後で詳述するが、実は《記者団》の中に朝日新聞の記者もいた。その後の朝日の報道姿勢は不可解と言わざるを得ないのだが、まずは経緯をお伝えしよう。
村上氏の「国賊」発言は、安倍派だけでなく自民党内でもかなりの国会議員が問題視した。
10月12日、自民党は党紀委員会を開催。村上氏の発言は党員の「品位をけがす行為」だとして、1年間の役職停止処分を決めた。

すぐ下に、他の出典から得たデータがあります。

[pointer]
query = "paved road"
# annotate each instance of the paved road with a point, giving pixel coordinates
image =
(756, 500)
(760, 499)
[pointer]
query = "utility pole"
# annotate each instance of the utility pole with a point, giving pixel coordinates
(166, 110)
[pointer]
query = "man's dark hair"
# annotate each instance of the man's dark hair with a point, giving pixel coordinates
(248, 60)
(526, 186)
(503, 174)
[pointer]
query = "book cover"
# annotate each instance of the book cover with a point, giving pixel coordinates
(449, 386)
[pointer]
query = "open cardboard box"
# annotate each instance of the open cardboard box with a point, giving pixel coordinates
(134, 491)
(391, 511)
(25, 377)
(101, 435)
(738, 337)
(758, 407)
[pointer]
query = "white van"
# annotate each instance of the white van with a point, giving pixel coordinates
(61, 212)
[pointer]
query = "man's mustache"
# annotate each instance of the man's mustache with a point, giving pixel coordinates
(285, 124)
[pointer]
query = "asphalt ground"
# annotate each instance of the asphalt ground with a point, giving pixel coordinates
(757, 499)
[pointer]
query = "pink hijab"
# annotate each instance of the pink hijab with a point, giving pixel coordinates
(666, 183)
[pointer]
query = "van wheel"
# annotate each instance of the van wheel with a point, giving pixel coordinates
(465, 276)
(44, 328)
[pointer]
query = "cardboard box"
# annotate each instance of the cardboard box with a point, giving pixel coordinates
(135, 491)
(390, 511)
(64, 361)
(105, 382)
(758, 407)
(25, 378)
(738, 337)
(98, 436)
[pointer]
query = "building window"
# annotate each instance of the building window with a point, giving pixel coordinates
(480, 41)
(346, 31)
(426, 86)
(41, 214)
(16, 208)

村上氏は党紀委に「よく記憶はしていないが、不用意な発言でおわびして撤回したい」と文書で釈明。その後の記者会見で、安倍氏の遺族にも謝罪する意向を示した。
現場にいた朝日
ベテランの政治記者が言う。
「村上さんの選挙区は愛媛2区です。一説によると村上水軍の末裔だそうですが、村上家が素封家、地元の名家なのは間違いありません。曽祖父と父親が元衆議院議員、伯父が元参議院議員、祖父が元最高検察庁次長検事、妹が立憲民主党幹事長の岡田克也さん(69)の妻……という具合です。資金力は豊富で、連続12回当選と選挙にめっぽう強いことでも知られています」
村上氏は自民党内では無派閥。第2次安倍政権時から、繰り返し首相批判、政権批判を公然と行っていた。

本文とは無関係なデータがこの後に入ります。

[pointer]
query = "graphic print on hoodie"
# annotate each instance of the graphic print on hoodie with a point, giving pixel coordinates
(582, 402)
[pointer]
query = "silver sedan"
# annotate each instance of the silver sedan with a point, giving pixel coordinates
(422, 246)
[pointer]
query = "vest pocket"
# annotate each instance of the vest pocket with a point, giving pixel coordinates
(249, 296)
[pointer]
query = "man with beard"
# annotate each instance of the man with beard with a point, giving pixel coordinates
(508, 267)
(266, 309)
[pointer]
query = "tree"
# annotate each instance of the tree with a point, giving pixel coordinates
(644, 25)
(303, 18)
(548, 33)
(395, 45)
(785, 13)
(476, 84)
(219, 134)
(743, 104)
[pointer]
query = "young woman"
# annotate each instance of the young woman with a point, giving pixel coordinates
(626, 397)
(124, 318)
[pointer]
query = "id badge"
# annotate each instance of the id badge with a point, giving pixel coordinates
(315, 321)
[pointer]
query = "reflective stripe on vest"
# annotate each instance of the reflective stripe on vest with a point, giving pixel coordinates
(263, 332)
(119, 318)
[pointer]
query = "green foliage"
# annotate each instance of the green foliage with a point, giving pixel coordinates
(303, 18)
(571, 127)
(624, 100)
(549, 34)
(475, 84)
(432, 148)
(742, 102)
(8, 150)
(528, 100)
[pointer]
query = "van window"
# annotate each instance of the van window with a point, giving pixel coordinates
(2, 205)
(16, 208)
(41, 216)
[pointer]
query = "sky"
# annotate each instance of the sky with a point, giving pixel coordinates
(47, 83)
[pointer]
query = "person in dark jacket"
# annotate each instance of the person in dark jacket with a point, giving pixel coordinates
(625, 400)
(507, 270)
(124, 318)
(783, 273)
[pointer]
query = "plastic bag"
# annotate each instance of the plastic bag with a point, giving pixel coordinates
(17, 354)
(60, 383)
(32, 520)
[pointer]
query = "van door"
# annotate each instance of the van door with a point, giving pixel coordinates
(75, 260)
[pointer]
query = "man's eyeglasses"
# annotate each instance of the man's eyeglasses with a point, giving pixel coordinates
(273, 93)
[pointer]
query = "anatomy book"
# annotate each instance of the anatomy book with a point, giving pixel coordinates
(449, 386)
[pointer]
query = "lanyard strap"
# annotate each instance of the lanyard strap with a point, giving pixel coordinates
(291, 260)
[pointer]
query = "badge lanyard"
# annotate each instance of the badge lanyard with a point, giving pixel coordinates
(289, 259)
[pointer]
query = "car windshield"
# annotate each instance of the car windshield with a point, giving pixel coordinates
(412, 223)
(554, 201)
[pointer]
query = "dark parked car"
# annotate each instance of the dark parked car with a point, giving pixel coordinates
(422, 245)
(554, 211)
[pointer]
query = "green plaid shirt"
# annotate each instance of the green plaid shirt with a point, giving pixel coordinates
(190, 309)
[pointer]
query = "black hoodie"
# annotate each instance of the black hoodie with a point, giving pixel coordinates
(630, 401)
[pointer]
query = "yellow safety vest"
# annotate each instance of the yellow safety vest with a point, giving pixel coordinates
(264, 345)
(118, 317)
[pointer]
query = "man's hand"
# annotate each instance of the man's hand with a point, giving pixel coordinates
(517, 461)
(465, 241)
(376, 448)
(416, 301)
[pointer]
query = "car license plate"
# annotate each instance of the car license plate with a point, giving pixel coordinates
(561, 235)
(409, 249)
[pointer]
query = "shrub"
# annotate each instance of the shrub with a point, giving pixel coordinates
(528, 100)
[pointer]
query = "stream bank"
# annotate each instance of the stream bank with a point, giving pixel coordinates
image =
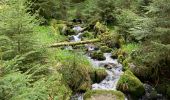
(113, 69)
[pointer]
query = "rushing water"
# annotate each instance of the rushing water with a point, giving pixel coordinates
(113, 68)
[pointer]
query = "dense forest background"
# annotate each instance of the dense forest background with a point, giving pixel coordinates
(138, 31)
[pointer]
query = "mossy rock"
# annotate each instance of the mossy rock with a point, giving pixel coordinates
(129, 83)
(114, 54)
(121, 41)
(105, 49)
(88, 35)
(69, 31)
(98, 75)
(168, 91)
(161, 88)
(104, 95)
(98, 55)
(121, 58)
(100, 27)
(110, 39)
(126, 64)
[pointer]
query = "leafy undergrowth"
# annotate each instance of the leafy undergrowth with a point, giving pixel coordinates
(47, 36)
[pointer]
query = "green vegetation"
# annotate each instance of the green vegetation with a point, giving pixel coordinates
(136, 32)
(103, 94)
(129, 83)
(98, 55)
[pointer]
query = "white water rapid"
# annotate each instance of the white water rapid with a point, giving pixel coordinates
(113, 68)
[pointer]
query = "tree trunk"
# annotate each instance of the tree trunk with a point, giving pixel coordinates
(74, 43)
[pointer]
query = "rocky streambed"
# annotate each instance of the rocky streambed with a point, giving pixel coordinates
(115, 79)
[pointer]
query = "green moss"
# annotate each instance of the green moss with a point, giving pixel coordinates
(105, 49)
(75, 69)
(110, 39)
(129, 83)
(129, 48)
(98, 75)
(109, 95)
(168, 91)
(115, 54)
(98, 55)
(121, 58)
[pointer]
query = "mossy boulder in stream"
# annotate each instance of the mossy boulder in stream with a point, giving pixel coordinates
(105, 49)
(98, 75)
(129, 83)
(104, 95)
(75, 69)
(98, 55)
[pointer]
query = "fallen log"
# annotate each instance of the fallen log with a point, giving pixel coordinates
(74, 43)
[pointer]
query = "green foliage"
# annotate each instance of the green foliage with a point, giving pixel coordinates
(110, 39)
(129, 83)
(98, 55)
(131, 47)
(48, 9)
(98, 75)
(16, 86)
(75, 69)
(105, 49)
(109, 94)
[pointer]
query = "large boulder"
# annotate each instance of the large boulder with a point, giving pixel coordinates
(98, 75)
(105, 49)
(98, 55)
(129, 83)
(104, 95)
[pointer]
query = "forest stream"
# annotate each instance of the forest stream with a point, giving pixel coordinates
(113, 69)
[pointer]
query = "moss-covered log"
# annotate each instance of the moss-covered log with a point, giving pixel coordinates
(74, 43)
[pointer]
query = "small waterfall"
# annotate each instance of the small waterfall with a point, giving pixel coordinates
(114, 70)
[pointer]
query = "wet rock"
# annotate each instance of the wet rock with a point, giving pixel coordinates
(105, 49)
(151, 93)
(104, 95)
(110, 65)
(168, 92)
(98, 55)
(129, 83)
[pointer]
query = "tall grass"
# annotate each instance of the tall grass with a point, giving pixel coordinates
(46, 36)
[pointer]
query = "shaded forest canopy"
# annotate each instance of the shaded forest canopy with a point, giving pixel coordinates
(136, 32)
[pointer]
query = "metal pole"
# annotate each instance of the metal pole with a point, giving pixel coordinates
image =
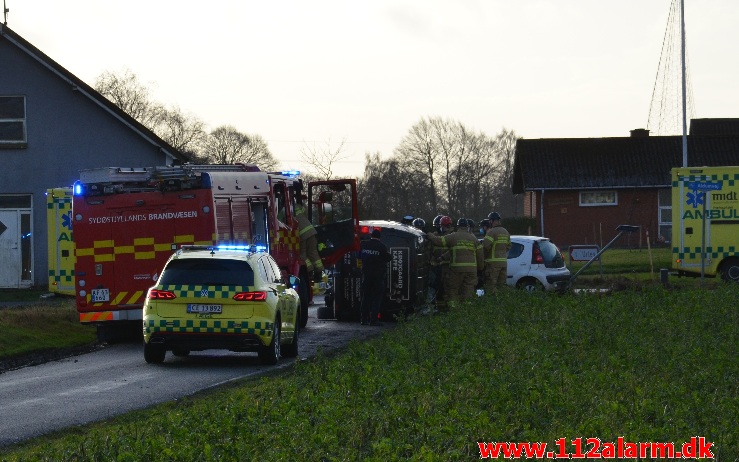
(685, 120)
(622, 229)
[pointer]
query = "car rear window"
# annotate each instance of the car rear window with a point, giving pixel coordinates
(515, 251)
(207, 272)
(550, 252)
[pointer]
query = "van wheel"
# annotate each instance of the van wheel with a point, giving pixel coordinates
(269, 354)
(325, 312)
(530, 285)
(730, 270)
(154, 354)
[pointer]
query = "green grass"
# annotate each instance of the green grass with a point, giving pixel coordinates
(42, 326)
(647, 364)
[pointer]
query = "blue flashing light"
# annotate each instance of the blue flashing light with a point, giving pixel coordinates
(233, 247)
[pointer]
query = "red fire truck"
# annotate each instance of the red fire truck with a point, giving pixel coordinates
(128, 221)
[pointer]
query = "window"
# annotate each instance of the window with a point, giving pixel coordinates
(595, 198)
(12, 121)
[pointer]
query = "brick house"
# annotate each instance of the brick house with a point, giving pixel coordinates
(580, 189)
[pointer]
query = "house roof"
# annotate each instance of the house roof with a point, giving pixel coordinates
(25, 46)
(627, 162)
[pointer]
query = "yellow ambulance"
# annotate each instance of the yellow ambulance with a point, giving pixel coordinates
(60, 240)
(705, 222)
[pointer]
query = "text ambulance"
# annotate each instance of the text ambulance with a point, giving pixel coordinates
(705, 221)
(128, 221)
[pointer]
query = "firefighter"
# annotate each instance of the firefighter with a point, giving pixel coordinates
(308, 242)
(374, 255)
(495, 245)
(439, 262)
(419, 223)
(465, 261)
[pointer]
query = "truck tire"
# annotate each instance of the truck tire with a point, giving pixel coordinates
(154, 354)
(269, 354)
(291, 350)
(730, 270)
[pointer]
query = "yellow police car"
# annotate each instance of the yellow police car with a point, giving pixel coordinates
(222, 297)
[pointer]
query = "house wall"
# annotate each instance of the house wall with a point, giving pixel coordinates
(66, 132)
(567, 223)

確かに安倍氏は、毀誉褒貶が相半ばする政治家だった。とはいえ、凶弾に倒れた元首相を国賊呼ばわりとは、さすがに言い過ぎだろう──自民党の穏健派からも、こんな声が出たという。
自民党では、村上氏の発言は当然として、朝日新聞の報道姿勢も疑問視する声が上がっているという。ある自民党議員が取材に応じた。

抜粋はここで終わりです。